During my high school years, I’ve developed an intense appreciation for a couch that should’ve been thrown in a dumpster years ago.
The espresso-shot-stained sofa in the back of the Journalism room was my spot during every marathon-long deadline night — it was a constant. Its saggy cushions watched me grow more than I ever had.
I spent my first day as a staffer sitting on my trembling hands for so long they started to tingle.
I gazed at the walls covered in national awards — the same walls that would eventually feature some of my own. I listened to the terrifying array of senior editors give first-day announcements and hoped none of them noticed my eyes widening with terror. Little did I know I would become one of them three years later.
But I also noticed the couch in the corner of the backroom. The beaten up, incredibly well-loved, disgustingly-brownish blue couch.
The overly plush pillows swallowed me up everytime I sat on them — and that was for an absurd amount of time every week. I sat there when I first learned how to export an InDesign document, tighten a three-hour board meeting into 500 words and bounce back after tough writing critiques. That couch was there when my voice shook and my notepad filled with scribbled down quotes during my first interview.
The version of me that couch saw was nowhere near a leader.
But as the interviews progressed, the stories got tougher and I built my way up the editorial ladder, I started to become the opposite. The year I began to speak up in brainstorms and fearlessly blast my playlist in the backroom was the year the janitors finally moved that couch into the dumpster and traded it out for a leather one. The J-room upgraded at the same time I did.
My non-journalism friends would always nag me with the question “Why do you keep torturing yourself with this?” as my to-do list overflowed with newspaper-related tasks, and I’d always respond, “You don’t get it, it’s addicting.”

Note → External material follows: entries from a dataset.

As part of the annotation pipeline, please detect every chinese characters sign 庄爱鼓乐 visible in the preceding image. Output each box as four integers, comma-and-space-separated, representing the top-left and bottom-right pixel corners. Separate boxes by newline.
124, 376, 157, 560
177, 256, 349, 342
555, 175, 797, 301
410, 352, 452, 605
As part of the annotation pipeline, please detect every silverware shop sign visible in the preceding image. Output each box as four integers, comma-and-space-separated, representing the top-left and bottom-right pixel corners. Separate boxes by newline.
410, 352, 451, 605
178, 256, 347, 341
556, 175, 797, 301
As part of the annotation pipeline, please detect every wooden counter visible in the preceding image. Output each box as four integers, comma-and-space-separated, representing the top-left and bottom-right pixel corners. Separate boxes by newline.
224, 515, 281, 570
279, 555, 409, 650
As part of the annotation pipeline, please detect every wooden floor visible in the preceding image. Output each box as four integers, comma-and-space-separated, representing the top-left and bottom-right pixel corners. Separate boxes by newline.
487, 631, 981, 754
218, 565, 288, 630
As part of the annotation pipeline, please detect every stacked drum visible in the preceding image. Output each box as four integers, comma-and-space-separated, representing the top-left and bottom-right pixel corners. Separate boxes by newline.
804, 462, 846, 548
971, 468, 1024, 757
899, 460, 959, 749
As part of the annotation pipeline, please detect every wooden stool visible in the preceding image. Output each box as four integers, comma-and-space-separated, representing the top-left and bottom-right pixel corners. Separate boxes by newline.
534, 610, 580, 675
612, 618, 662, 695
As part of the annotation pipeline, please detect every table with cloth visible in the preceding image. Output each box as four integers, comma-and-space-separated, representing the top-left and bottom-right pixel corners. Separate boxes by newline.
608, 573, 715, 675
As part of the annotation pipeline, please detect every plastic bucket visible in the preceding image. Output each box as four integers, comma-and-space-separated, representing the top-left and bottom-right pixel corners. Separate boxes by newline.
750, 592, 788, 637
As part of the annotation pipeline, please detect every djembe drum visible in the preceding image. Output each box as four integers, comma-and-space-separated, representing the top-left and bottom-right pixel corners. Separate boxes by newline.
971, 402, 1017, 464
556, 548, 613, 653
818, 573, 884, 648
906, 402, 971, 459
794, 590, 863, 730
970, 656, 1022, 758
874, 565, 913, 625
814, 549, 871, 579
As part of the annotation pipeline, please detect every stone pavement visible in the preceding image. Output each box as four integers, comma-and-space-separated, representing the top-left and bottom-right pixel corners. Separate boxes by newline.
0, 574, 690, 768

Yes, I know how to solve a quadratic equation and I know the formula for cellular respiration, but in 20 years — or a couple months — that knowledge will slip.
The countless nights I spent hunched over my laptop until 2 a.m. taught me time management lessons far tougher than anything I’d known before. Tate preached the importance of professionalism, and after interviewing Peace Corps ambassadors and politicians and police officers, I feel ready to present myself to the real world.
But the countless stories and lessons came together as I got the call from Tate that I’d won National Journalist of the Year. My eyes were blurry as the tears of pride welled up.
Freshman-me sitting on that run-down couch would’ve awkwardly laughed if you told her that she’d be leading a national-award-winning staff of 70 as an Editor-in-Chief. Now I sit on the shiny, new couch with shiny, new confidence — I no longer come into the J-room, or any room, with shaking hands and a trembling voice.